Let’s answer the obvious question right away. The Boulder is built with a 75KwH battery system on the trailer floor. According to Colorado Teardrops, the system is capable of Level 3 fast charging and will add 100 miles of range to the EV in 10 minutes. We said Should because the company lists that time as an estimate. Recharging to 80 percent capacity is estimated in 80 minutes, with full charge times not yet available. Level 1 charging via the J1772 connector is also possible.
What does that mean for reach, exactly? Things like that obviously vary, but Colorado Teardrops says The Boulder should basically equal or add to the vehicle’s normal range when not towing a trailer. When the trailer battery runs out, it can be plugged in and charged like any other EV. That includes a Tesla supercharger, if the buyer so chooses.
Another obvious question is yes, this adds weight. An aluminum frame is used for the cab, with a powder-coated steel frame as the foundation. The dry weight is listed as 2,200 pounds, not too heavy by any stretch but a few hundred pounds heavier than a regular teardrop trailer. It’s still light enough to pull behind all but the smallest of EVs, and uses a 3,500-pound axle so there’s room for add-ons.
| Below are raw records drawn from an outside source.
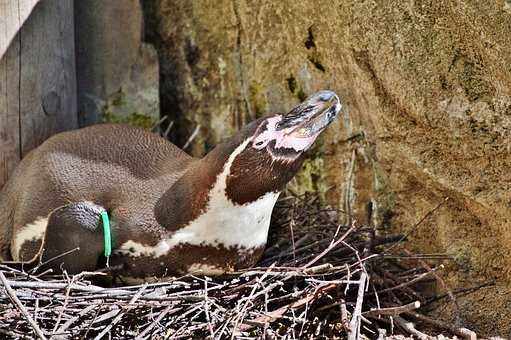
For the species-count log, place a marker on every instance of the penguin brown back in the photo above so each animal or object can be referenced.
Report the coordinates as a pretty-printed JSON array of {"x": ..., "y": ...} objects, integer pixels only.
[{"x": 170, "y": 213}]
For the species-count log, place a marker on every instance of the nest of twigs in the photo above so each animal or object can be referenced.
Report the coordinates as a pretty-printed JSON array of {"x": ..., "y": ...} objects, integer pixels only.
[{"x": 317, "y": 279}]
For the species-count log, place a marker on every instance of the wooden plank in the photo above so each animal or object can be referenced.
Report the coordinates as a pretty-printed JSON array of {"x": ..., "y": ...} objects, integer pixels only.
[
  {"x": 37, "y": 77},
  {"x": 47, "y": 73},
  {"x": 13, "y": 14},
  {"x": 9, "y": 92}
]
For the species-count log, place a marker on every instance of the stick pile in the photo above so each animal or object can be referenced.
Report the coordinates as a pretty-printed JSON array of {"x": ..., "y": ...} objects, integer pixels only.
[{"x": 326, "y": 280}]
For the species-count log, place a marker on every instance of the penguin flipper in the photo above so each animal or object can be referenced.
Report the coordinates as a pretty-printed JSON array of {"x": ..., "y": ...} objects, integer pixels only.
[{"x": 73, "y": 240}]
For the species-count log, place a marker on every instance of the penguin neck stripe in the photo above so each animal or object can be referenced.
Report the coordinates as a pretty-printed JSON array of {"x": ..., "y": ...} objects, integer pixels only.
[{"x": 107, "y": 236}]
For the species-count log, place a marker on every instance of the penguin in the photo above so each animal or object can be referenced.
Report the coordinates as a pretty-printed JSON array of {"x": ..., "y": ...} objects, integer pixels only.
[{"x": 169, "y": 213}]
By the way, this is camper and not just a retractable charging station. The boulder was built to accommodate a queen size bed inside, with two small bunks on top. That’s enough room for two adults and two children, and when not sleeping, the interior space is converted into a dining area with seating around the table. At the back is a large outdoor kitchen with folding shelves and a large table for cooking.
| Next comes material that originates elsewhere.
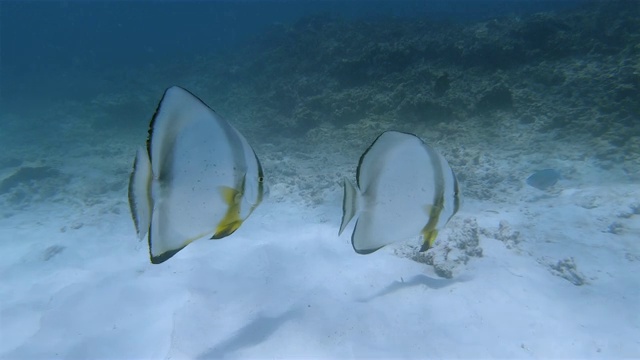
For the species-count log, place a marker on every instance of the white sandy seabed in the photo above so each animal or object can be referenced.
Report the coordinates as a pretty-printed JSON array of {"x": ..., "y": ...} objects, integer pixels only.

Storage is available under the counter, which may include an optional sliding shelf for coolers. More storage is available on the aluminum fenders and under the floor, where the onboard water supply can enter. Extras can include heating and air conditioning systems, propane, hot water, solar panels, awning systems, and more. As a prototype, it’s still a work in progress, but one thing you won’t find is a toilet system. In essence, it has everything except the kitchen sink.
Colorado Teardrops does have a functional prototype already built, shown in the photo gallery above. The production version will cost $55,000, though the company is currently taking deposits on a tiered system that could lower the price. Raise a $10,000 horse now and the MSRP drops to $45,000. You will also be in the first round of deliveries, which is expected in the first half of 2023.